Elliott Garner may have gotten lucky, but sometimes that is all the law demands. Garner pleaded guilty to second-degree attempted robbery in 2000 and received a five-year prison sentence.  Jenna’s Law, passed in 1998 by the Legislature, requires that all violent felony offenders serve a period of post-release supervision when their prison sentences conclude. Although Garner was a violent offender, he was not apprised at his sentencing that he faced a mandatory five-year supervision term, and only learned of the new sentence when the provision was presented as a condition of the agreement he received when released from prison in 2004. He signed the agreement to get out of the prison, but filed a suit challenging the Department of Correctional Services’ addition of the sentence.
Both the trial court and lower appellate court denied his petition to eliminate the supervision term. Nonetheless, a unanimous Court of Appeals reversed and removed the sentence.  
The effect of the case goes well beyond Garner: According to the Legal Aid Society, which represented Garner, he was just one of “thousands of defendants” whose supervision sentence lacked any judicial imprimatur.  

•••••

The Inexperience Excuse
People v.
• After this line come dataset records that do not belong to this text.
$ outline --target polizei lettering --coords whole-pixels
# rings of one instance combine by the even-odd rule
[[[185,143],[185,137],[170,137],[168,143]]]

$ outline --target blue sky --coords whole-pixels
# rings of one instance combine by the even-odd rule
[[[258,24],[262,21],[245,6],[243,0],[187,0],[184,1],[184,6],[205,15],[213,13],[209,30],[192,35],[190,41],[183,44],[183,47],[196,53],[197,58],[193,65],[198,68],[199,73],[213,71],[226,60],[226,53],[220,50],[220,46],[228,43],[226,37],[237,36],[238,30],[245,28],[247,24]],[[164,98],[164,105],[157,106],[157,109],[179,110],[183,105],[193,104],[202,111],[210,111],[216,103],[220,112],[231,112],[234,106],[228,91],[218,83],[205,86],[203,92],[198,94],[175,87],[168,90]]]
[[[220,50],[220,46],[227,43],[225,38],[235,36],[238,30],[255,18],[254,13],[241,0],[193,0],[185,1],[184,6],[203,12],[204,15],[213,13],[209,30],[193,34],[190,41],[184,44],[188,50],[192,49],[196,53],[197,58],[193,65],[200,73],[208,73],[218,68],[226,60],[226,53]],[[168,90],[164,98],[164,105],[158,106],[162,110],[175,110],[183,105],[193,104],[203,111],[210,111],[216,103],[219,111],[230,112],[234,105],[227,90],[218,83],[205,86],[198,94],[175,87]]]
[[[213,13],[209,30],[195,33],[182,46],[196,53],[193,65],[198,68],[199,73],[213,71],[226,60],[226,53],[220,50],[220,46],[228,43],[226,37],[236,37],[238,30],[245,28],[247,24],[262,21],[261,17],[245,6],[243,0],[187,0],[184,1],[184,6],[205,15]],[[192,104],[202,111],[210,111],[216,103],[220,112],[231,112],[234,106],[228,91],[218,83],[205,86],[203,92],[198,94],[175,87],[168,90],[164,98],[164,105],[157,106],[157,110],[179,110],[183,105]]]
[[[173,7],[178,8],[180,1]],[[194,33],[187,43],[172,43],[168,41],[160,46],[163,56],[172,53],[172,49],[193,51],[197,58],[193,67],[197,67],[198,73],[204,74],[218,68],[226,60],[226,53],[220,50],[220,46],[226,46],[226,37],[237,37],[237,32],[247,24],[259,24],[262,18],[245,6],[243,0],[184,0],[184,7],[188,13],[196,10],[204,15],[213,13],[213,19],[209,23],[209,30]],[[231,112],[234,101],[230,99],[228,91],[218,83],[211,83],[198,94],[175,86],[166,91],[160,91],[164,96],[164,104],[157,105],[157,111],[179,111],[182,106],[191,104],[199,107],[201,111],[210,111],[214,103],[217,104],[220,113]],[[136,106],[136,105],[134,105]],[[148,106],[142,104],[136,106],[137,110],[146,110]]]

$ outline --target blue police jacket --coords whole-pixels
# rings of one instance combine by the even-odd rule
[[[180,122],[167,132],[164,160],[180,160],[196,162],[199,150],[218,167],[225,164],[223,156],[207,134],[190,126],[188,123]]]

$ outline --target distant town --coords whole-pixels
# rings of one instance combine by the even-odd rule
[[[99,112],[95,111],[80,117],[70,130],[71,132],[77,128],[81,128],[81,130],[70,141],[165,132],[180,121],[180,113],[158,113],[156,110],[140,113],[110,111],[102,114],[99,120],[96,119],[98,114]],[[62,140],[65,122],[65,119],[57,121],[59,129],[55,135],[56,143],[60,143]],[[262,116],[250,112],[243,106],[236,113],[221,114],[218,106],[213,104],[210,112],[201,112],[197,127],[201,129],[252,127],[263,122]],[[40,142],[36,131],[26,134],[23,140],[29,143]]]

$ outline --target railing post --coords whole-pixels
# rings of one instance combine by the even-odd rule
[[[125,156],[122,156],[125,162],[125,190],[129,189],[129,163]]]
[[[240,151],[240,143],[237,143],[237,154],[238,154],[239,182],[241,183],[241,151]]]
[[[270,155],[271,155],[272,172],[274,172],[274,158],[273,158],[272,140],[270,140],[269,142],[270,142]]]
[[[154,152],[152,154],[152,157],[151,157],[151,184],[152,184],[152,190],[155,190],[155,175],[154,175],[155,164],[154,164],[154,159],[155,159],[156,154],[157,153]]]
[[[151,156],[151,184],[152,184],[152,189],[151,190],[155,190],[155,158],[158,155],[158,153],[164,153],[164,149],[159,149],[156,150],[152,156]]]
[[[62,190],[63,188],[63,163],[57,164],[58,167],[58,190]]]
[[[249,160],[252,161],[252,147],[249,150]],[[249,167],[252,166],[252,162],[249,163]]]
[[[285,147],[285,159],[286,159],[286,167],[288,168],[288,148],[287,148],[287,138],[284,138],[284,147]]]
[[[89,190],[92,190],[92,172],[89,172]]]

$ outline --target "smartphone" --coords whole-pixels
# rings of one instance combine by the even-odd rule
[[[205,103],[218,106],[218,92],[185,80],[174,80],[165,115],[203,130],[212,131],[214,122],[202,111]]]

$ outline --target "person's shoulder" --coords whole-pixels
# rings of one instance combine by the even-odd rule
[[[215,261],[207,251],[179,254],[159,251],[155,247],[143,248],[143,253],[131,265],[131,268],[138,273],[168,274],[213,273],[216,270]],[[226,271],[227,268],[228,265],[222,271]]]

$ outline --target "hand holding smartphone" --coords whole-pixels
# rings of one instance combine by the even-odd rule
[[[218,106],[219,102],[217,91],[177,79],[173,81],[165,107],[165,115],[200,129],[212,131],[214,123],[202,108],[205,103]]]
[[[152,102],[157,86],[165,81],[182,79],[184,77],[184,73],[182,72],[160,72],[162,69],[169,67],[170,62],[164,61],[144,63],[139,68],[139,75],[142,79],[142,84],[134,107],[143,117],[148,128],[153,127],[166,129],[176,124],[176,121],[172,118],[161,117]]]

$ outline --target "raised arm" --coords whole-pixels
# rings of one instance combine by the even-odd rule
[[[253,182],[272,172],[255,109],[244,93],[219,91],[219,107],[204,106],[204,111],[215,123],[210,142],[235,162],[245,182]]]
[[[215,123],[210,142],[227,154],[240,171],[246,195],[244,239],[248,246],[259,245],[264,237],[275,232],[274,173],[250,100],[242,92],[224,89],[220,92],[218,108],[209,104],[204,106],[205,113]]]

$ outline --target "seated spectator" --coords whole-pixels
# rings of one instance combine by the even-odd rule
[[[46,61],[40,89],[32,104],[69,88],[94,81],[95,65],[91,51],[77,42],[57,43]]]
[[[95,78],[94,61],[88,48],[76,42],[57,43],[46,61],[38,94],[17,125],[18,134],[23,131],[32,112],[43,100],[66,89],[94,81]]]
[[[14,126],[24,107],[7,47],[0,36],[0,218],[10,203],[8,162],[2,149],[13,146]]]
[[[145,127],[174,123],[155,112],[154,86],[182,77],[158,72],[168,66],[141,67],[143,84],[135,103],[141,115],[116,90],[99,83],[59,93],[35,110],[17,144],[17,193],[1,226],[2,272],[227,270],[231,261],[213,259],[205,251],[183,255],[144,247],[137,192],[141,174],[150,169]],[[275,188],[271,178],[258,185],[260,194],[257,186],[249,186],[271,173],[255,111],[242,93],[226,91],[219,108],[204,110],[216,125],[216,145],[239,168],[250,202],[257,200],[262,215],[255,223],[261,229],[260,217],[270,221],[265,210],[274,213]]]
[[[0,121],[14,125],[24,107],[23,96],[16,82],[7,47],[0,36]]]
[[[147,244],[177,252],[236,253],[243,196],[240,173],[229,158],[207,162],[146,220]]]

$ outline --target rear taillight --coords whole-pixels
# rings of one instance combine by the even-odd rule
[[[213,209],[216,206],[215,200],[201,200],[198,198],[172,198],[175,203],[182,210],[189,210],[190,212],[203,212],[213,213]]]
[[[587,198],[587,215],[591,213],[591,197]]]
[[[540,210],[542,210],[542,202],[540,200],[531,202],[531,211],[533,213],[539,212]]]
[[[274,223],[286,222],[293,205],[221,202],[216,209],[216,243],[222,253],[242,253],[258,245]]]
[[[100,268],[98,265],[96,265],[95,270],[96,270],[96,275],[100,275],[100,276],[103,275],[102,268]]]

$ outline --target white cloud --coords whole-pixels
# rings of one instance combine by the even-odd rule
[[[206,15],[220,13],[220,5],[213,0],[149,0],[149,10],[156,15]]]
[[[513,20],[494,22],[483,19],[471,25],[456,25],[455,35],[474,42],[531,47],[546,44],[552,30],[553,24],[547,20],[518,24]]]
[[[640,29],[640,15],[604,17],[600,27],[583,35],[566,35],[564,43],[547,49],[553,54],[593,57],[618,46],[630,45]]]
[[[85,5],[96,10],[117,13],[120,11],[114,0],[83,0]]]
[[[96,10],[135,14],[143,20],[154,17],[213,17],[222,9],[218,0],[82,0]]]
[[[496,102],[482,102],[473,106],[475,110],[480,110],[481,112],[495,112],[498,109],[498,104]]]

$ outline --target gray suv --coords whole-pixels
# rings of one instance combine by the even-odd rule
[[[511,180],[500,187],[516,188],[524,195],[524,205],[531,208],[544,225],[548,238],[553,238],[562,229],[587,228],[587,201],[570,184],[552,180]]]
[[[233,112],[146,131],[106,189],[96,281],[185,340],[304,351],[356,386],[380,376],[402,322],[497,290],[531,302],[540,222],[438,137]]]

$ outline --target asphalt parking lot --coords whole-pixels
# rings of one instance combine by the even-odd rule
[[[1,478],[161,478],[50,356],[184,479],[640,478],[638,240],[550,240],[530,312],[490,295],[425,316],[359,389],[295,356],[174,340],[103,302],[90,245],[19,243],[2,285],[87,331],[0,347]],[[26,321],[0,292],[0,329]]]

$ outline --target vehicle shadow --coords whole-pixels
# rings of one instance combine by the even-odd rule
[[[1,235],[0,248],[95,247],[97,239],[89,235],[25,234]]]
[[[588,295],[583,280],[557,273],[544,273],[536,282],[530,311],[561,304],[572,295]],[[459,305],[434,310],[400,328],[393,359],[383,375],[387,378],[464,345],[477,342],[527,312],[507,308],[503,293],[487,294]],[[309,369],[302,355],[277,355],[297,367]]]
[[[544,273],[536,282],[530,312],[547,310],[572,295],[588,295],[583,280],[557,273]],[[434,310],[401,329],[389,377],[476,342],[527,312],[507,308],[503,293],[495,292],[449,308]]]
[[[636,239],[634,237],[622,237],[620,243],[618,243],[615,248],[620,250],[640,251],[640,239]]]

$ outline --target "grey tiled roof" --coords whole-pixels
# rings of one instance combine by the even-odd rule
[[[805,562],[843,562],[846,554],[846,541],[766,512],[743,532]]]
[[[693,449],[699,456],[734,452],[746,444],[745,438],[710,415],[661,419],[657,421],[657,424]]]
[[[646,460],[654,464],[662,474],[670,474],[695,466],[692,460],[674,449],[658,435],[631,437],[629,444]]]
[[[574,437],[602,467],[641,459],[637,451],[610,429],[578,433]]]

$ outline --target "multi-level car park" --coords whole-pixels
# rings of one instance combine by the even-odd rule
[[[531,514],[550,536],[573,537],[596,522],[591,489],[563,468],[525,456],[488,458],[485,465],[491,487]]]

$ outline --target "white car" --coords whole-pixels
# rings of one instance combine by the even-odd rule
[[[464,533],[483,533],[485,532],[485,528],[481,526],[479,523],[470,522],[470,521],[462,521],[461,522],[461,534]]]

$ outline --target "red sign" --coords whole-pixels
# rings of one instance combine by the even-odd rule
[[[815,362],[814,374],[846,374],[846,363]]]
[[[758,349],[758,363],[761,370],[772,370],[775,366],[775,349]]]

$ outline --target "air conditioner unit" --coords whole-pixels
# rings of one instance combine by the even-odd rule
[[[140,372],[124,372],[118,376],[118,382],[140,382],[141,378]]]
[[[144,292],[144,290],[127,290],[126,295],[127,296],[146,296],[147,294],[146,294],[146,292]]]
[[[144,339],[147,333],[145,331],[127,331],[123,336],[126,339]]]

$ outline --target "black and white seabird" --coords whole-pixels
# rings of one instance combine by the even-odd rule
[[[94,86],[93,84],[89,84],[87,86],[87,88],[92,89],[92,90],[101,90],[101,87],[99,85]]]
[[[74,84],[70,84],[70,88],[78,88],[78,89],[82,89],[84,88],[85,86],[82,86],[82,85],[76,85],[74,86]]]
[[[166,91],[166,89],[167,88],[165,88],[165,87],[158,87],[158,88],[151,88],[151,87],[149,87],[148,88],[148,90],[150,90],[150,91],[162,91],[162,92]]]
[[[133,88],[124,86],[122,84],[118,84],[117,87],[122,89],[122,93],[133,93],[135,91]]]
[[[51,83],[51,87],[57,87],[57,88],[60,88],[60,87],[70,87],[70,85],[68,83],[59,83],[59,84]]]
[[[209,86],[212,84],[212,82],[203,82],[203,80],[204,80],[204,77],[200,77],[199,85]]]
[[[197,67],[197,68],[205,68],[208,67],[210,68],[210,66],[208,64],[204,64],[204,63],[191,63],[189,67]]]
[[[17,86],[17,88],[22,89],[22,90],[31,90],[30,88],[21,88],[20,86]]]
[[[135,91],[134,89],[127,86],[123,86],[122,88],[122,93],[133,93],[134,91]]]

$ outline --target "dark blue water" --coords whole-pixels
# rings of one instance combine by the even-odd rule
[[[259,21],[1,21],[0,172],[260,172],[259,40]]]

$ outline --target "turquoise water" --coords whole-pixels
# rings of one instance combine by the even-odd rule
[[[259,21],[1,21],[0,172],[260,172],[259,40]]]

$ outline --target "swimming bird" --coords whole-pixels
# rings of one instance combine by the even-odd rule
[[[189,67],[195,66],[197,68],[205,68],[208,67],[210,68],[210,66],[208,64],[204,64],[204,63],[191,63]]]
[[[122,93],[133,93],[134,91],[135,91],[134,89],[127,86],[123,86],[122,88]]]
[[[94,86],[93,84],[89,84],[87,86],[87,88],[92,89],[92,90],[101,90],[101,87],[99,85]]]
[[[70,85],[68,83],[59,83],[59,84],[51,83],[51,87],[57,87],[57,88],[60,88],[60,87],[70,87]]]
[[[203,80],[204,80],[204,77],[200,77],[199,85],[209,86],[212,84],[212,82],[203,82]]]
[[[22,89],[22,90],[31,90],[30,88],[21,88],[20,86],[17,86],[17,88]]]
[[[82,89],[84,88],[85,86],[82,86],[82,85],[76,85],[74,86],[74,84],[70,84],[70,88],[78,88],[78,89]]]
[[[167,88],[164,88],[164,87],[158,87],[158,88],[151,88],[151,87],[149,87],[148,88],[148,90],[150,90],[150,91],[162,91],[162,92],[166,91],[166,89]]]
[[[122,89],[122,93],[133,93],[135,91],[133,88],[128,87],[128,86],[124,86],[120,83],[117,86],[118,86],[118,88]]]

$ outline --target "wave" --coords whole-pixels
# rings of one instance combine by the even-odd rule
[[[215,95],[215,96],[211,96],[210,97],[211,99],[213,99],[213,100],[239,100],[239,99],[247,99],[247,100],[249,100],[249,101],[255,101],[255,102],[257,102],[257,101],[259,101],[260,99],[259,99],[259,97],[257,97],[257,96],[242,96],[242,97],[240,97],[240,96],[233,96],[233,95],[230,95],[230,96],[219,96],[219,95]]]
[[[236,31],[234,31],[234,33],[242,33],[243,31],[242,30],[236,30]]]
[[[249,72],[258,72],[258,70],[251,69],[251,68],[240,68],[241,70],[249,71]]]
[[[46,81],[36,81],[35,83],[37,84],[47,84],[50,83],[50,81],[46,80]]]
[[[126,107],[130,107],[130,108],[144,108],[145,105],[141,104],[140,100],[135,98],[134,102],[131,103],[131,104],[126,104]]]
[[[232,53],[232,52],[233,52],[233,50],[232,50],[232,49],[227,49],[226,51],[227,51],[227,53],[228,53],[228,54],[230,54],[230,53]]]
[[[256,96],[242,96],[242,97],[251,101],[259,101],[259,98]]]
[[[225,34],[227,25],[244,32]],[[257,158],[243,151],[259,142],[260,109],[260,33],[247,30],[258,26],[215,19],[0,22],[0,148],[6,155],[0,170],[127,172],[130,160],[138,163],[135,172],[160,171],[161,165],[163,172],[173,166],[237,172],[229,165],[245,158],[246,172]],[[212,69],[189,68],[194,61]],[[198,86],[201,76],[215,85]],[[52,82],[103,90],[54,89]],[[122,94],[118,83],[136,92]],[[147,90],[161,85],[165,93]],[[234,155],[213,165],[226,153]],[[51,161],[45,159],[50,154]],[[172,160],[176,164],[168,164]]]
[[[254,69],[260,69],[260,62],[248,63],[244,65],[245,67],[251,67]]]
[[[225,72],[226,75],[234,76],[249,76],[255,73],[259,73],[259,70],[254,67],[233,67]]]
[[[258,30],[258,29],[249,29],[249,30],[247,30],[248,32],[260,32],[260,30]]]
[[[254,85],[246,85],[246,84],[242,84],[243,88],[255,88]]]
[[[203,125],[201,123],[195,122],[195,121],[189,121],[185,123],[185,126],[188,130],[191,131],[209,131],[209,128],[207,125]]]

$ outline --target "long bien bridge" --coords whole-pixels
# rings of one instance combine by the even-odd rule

Cabrera
Decided by: Court of Appeals, May 1

Three teenagers died and a fourth was critically injured on their way to a swimming hole in Sullivan County when 17-year-old Brett Cabrera’s Mercury Mountaineer lost control and plunged down an embankment in June 2004. Cabrera, who took a 40-mile-per-hour curve at 70 miles per hour, was the only one in the car wearing a seatbelt.  
Cabrera was convicted on three counts of criminally negligent homicide and sentenced to a maximum security prison for up to four years. Cabrera argued that speeding alone and license violations (too many passengers for his license class) were both insufficient to rise to “criminal negligence.” In a 4-3 decision, the Court of Appeals agreed, tossing out his convictions.  
The dissent noted that the crash rate for teen drivers is four times greater than adults, and the New York Legislature had just this type of behavior in mind when it drafted the criminal negligence statute. But the decision stands.